Brown English professor captures National Book Critics Circle Award

Timothy Bewes, a professor of English, won in the criticism category for his 2022 book “Free Indirect: The Novel in a Postfictional Age.”

Portrait of Timothy BewesPROVIDENCE, R.I. [Brown University] — Timothy Bewes, a professor of English at Brown University, has won the National Book Critics Circle Award in the criticism category for his 2022 book “Free Indirect: The Novel in a Postfictional Age.”

The prestigious annual awards recognize six of the year’s finest English-language books — one each in fiction, nonfiction, biography, autobiography, poetry and criticism — and are selected following extensive deliberation among committees of esteemed book critics. Past winners in the criticism category include Susan Sontag, John Updike, Zadie Smith and Alex Ross. 

“Bewes has produced a work for the ages — an intervention in critical theory that will forever change the way we read fiction,” Jennie Hann, a member of the National Book Critics Circle’s board, wrote on the organization’s website earlier this year. “[It] is a densely-packed volume that erupts with insight on every page.”

Bewes’ “Free Indirect,” published by Columbia University Press in 2022, develops a new theory of the novel for the 21st century. In the 20th century, Bewes explained, two famous injunctions — E.M. Forster’s “Only connect…” and Fredric Jameson’s “Always historicize!” — led many to assume that a novel’s purpose was to draw connections between the story at hand and a particular moral or ideology. This longtime assumption has turned novels into marketing tools for politicians and corporations — members of the Republican Party, for example, often invoke Ayn Rand’s “Atlas Shrugged” in a bid to win votes and influence people, and organizations such as the Humane Society and PETA have quoted Upton Sinclair’s “The Jungle” in an attempt to advance their animal-rights efforts.
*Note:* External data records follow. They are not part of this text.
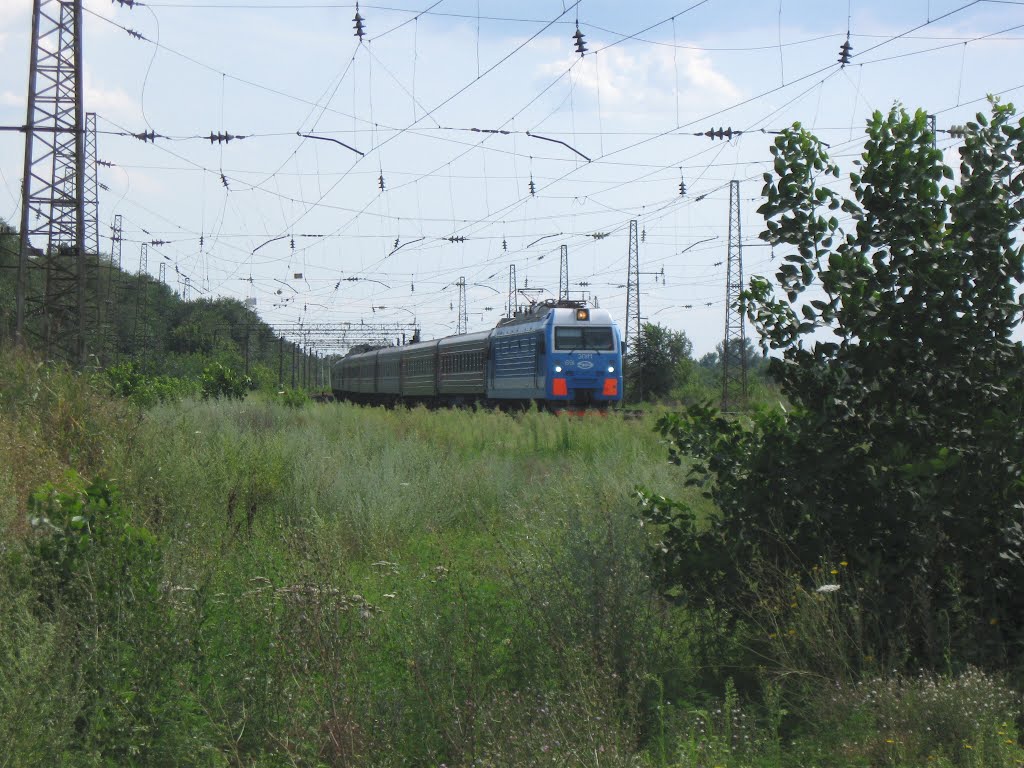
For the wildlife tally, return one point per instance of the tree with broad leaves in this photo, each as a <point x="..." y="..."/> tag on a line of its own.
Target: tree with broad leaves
<point x="903" y="451"/>
<point x="656" y="361"/>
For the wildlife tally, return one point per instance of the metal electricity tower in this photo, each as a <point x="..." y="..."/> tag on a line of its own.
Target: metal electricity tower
<point x="53" y="182"/>
<point x="141" y="303"/>
<point x="117" y="232"/>
<point x="115" y="291"/>
<point x="90" y="194"/>
<point x="734" y="342"/>
<point x="633" y="288"/>
<point x="462" y="325"/>
<point x="513" y="293"/>
<point x="563" y="274"/>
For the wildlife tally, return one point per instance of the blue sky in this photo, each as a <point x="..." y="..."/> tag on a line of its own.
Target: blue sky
<point x="409" y="98"/>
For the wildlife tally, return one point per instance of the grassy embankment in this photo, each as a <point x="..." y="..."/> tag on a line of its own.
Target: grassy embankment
<point x="343" y="586"/>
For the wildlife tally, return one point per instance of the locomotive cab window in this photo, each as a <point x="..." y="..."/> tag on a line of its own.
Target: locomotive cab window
<point x="596" y="338"/>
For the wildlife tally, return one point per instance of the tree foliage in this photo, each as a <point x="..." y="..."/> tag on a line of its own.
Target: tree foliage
<point x="903" y="452"/>
<point x="656" y="363"/>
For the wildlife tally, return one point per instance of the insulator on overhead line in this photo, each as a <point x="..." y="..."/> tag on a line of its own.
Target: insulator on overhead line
<point x="581" y="44"/>
<point x="359" y="29"/>
<point x="221" y="138"/>
<point x="726" y="133"/>
<point x="844" y="51"/>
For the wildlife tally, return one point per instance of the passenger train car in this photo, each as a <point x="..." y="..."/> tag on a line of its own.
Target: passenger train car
<point x="559" y="354"/>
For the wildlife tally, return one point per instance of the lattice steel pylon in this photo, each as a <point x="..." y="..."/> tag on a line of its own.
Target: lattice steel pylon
<point x="513" y="293"/>
<point x="563" y="274"/>
<point x="115" y="292"/>
<point x="734" y="341"/>
<point x="52" y="187"/>
<point x="462" y="325"/>
<point x="93" y="265"/>
<point x="633" y="288"/>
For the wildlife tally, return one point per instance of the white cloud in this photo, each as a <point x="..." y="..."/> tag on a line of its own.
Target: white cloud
<point x="645" y="79"/>
<point x="111" y="102"/>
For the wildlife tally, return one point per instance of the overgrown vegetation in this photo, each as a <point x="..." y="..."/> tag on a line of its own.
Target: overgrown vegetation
<point x="188" y="578"/>
<point x="877" y="524"/>
<point x="254" y="584"/>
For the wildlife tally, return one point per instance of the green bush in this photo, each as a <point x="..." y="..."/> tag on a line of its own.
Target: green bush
<point x="126" y="380"/>
<point x="219" y="381"/>
<point x="901" y="453"/>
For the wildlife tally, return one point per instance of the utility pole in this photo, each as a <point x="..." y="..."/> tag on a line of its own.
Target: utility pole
<point x="734" y="342"/>
<point x="52" y="186"/>
<point x="462" y="324"/>
<point x="93" y="264"/>
<point x="633" y="288"/>
<point x="563" y="274"/>
<point x="141" y="296"/>
<point x="115" y="293"/>
<point x="513" y="303"/>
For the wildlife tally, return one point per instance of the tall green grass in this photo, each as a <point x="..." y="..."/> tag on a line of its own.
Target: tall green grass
<point x="341" y="586"/>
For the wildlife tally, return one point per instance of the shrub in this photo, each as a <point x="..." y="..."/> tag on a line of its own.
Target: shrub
<point x="219" y="381"/>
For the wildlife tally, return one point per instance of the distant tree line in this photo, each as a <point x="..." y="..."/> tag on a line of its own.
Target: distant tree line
<point x="135" y="317"/>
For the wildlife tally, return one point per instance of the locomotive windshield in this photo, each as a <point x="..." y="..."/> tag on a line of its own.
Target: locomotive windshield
<point x="584" y="338"/>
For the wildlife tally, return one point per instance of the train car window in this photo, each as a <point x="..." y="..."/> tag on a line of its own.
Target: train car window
<point x="598" y="338"/>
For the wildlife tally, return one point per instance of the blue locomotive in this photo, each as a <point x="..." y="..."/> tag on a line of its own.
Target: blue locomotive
<point x="559" y="354"/>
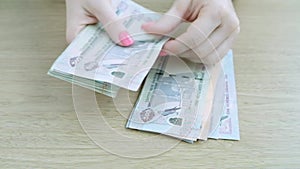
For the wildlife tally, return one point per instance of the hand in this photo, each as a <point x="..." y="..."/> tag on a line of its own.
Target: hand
<point x="209" y="37"/>
<point x="81" y="13"/>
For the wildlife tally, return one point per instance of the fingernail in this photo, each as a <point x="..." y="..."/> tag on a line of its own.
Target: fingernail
<point x="145" y="25"/>
<point x="125" y="39"/>
<point x="163" y="53"/>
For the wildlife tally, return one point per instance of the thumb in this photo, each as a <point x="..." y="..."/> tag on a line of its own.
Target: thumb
<point x="169" y="21"/>
<point x="113" y="24"/>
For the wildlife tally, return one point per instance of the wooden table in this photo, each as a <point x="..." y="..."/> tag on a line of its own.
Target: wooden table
<point x="39" y="127"/>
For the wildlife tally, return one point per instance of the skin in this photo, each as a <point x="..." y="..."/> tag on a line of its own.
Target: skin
<point x="213" y="29"/>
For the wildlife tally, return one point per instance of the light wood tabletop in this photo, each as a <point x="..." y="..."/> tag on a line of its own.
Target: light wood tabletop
<point x="39" y="127"/>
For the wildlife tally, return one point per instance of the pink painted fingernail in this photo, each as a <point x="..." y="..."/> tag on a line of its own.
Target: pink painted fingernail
<point x="125" y="39"/>
<point x="163" y="53"/>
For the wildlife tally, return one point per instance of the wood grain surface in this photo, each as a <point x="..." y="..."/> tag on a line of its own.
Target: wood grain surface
<point x="39" y="127"/>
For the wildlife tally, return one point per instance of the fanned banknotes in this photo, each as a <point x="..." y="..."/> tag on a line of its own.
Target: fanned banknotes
<point x="176" y="97"/>
<point x="93" y="61"/>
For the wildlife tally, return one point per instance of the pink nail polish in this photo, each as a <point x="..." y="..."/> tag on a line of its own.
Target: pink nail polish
<point x="125" y="39"/>
<point x="163" y="53"/>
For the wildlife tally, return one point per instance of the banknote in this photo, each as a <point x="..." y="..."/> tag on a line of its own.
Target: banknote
<point x="177" y="101"/>
<point x="92" y="59"/>
<point x="228" y="127"/>
<point x="172" y="100"/>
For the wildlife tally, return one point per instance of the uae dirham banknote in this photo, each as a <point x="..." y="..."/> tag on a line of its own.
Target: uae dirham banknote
<point x="94" y="61"/>
<point x="176" y="101"/>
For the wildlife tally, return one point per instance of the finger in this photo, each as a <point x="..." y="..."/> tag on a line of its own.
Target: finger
<point x="216" y="55"/>
<point x="77" y="19"/>
<point x="216" y="38"/>
<point x="194" y="54"/>
<point x="196" y="34"/>
<point x="169" y="21"/>
<point x="113" y="25"/>
<point x="75" y="26"/>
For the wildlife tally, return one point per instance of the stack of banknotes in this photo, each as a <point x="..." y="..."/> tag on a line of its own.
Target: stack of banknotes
<point x="176" y="99"/>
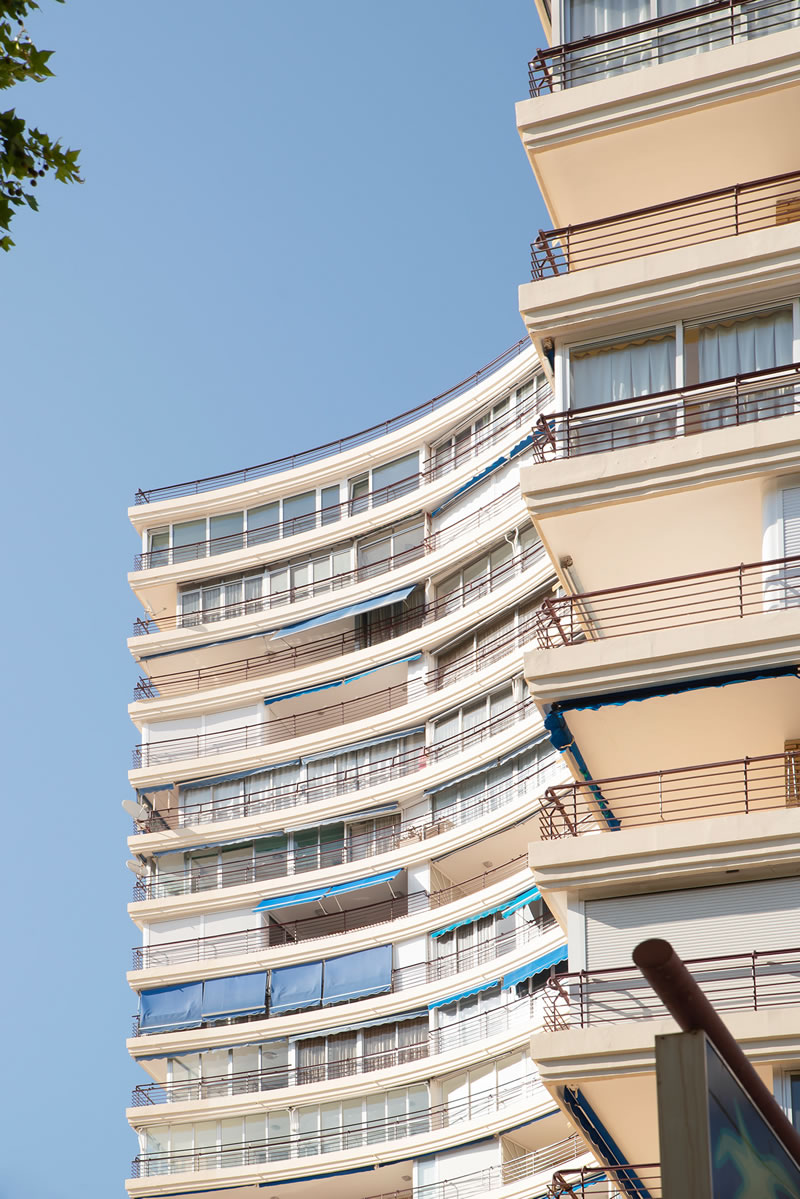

Even literary critics, according to Bewes, assume that their task is to draw out connections and meanings that novels themselves leave implicit.

Book cover of Free Indirect by Timothy BewesBut today, Bewes said, a new generation of novelists — including Smith, J.M. Coetzee, Rachel Cusk and W.G. Sebald — is refusing to present their stories in the context of a prevailing ideology, making it impossible for theorists or critics to conclude exactly what their novels “mean.” In “Free Indirect,” Bewes argues that this new wave of authors is demonstrating that a novel doesn’t have to “mean” or “say” something larger than itself in order to be called a novel — and that, in fact, the very thing that gives a book a “novelistic” quality is its ideological ambiguity.

“The real thought of the novel, a thought I call ‘free indirect,’ is a kind of thought cut off from characters, narrators, even readers,” Bewes said. “It’s thus a form of thought that is antithetical to the tendencies of the contemporary world to turn everything, even ideas and quandaries, into identifiable — and thus marketable — objects.”

Bewes said news of the award came as a gargantuan, but pleasant, shock. His was one of only two works of literary scholarship on the criticism category short list, and he didn’t think it stood a chance alongside the category’s other large-selling, non-academic titles.

“Right now, we are in the midst of a national conversation about the value of an undergraduate English degree,” Bewes said. “But those of us who work in literary studies know that literature is the place where a certain kind of unique thinking happens in the university… Literature is able to think directly both the utility of concepts and their limitations, and to do so at the same time. For that reason, the fact that the National Book Critics Circle recognized this book at this time means more to me than I can possibly say.”